À peine le sol dégelé, ces végétaux sont prêts à germer. En fait, ils préfèrent même la fraîcheur et dépérissent souvent – ou montent rapidement en graines, devenant amers – avec l’arrivée des grandes chaleurs estivales. Lorsqu’ils sont bien endurcis, plusieurs tolèrent même un léger gel.

Épinard. Photo: Sayeed Chowdhury

Exemples: pois, épinards, laitues, radis
Germination (température du sol): 5 °C
Transplantation (température nocturne de l’air et du sol): 5 °C
Acclimatation: 8 °C

Les tempérées

Ce groupe résiste relativement bien au froid, mais y demeure plus sensible que les rustiques. Un froid prolongé peut ralentir la croissance ou compromettre la récolte avant même qu’elle ne commence. Il vaut donc mieux attendre un peu plus avant de les planter.

Photo: Eva Bronzini

Chez certaines plantes, comme les betteraves, les oignons et certains choux, une exposition prolongée au froid – généralement sous les 10 °C – peut leur faire croire qu’elles ont traversé un hiver. Comme ce sont des plantes bisannuelles, elles peuvent alors monter prématurément en fleurs afin de produire des semences, plutôt que de former le légume recherché.

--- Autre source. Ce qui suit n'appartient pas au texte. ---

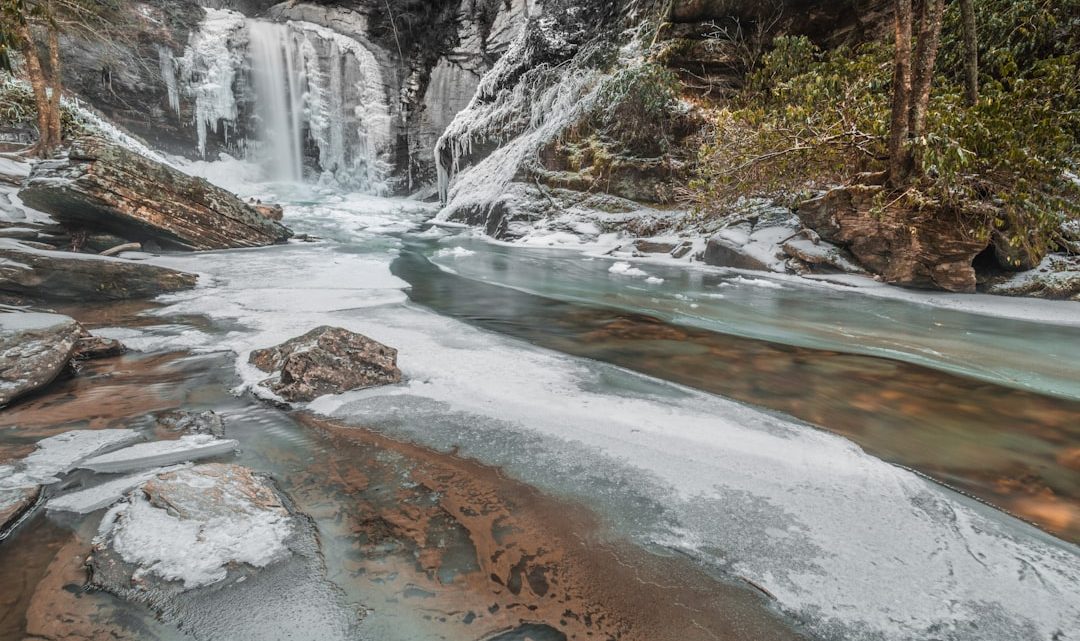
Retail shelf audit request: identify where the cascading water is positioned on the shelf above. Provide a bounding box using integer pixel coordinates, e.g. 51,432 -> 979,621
161,10 -> 394,189
247,21 -> 306,182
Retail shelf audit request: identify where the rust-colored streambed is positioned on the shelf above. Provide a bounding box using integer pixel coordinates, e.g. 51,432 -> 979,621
0,336 -> 804,641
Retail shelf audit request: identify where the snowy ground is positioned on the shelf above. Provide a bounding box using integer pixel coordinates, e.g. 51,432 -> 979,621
92,178 -> 1080,641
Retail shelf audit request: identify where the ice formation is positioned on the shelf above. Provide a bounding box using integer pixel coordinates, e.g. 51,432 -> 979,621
95,465 -> 294,589
161,9 -> 393,189
80,434 -> 240,474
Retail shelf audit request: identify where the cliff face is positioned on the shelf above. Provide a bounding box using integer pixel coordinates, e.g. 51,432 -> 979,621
65,0 -> 887,194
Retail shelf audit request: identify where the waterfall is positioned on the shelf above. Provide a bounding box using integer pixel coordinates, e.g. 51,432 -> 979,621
172,9 -> 395,194
247,21 -> 305,182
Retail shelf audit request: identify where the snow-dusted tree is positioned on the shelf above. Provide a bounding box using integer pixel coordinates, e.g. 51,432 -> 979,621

Exemples: betteraves, choux, oignons, pommes de terre, carottes
Germination (température du sol): 10 °C
Transplantation (température nocturne de l’air et du sol): 10 °C
Acclimatation: 13 °C

Attention aux pommes de terre: elles tolèrent les sols frais, mais détestent les conditions froides et détrempées prolongées, qui favorisent la pourriture.

Les carottes pourraient presque faire partie des rustiques. Elles tolèrent très bien les sols frais et peuvent même germer à basse température, mais leur levée est souvent beaucoup plus rapide et uniforme lorsque le sol se réchauffe un peu.

Les frileuses

Ces plantes aiment la chaleur, mais tolèrent généralement un peu mieux la fraîcheur que les véritables tropicales.

Photo: Andre

Sous les 10 °C, ces plantes ne meurent généralement pas, mais leur métabolisme ralentit fortement. En respectant une température minimale d’environ 12 °C la nuit, on favorise une croissance continue sans retard important.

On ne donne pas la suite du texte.